Referred to as Uber for car wash, on-demand car wash apps provide car-care services as and when needed by consumers.
The process is easy: Download a mobile app from the App Store or Google Play, select a car wash company for the nearby area, and make a booking. The customer specifies the place or they can “pin” their location where they want the vehicle to be cleaned at the specified time.
However, according to some of the online reviews, what is not always easy is finding service in the nearby area. As a relatively new business concept, on-demand car wash is not ubiquitous.
For example, I downloaded one of the car wash apps and did a targeted searched for service in Tampa, Clearwater, and St. Petersburg, FL. No service at this time for this company. However, I did a random search and found the company did offer service in Pittsburgh, Boston, and several other major cities.
A car wash app may be of interest to both service providers and start-ups. Consider MobileWash, which currently provides on-demand car wash and detail services in hundreds of cities in southern California and is expanding into Arizona, Nevada, Texas, and Florida.
According to its website, the average order is around $70 and about 75 percent of that goes to the detailer. The company says its partners typically make more than $1,500 per week.
A car wash app makes for an interesting start-up proposition. According to app developer Net Solutions, the single dedicated app model comes in three flavors. Simple apps have simple features such as profile making, search, notifications, and messages. These apps may take two to three months to develop at a cost of between $40,000 and $60,000.
More functional apps such as McDonald’s Loyalty App will have features such as in-app purchase, payment portals, API integration, and real-time messaging. These apps may take three to six months to develop at a cost of between $60,000 and $150,000. Complex apps like Uber with all kinds of advance features may take nine months or more at a cost of $300,000 and up.
An alternative to creating a car wash app from scratch is to purchase a ready-made car wash app from a mobile app and web development company.
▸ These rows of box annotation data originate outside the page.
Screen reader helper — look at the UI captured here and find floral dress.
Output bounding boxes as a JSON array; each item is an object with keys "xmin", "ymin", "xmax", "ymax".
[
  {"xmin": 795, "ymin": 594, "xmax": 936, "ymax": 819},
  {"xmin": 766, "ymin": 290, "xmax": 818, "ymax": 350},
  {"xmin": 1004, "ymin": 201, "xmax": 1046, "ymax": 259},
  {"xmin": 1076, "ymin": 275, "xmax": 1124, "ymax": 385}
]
This approach can reduce estimated cost by 50 percent as well as time to market.
To illustrate, let’s assume it cost $50,000 to purchase a ready-made car wash app from a developer located in India.
For this, we would get an Uber-like car wash app with customer, washer, and administrative panels. Customer panel includes bookings, scheduling, payment, push notifications, and history. Washer features includes profiles, requests, status, and reviews and ratings. Admin panel allows for live tracking and management of customers, booking history, and payments.
App annual operating expenses would include functional costs such as third-party integration fees, maintenance (e.g., releasing software updates, host server fees), and promotion.
Shown above are estimated start-up expenses for our Uber-like car wash app. This does not include the cost to start up or operate a mobile car wash or detail unit. However, this is a drop in the bucket compared to the cash needed to build or buy a commercial car wash.
Implementation of the app requires identification of suitable target market areas and recruiting a sufficient number of mobile car washers and detailers to provide service through the app. This is where car wash app companies have difficulties. Today, the technology can be purchased off the shelf but not the operation.
There is no getting around the labor, management, and customer service needed to succeed in the car wash and detail business. Moreover, there is the issue of quality control and quality assurance when working with a host of independent operators.
These variables are difficult to control especially on a grand scale. Consequently, a car wash app start-up might target a major city or develop a regional operation that covers one or two counties.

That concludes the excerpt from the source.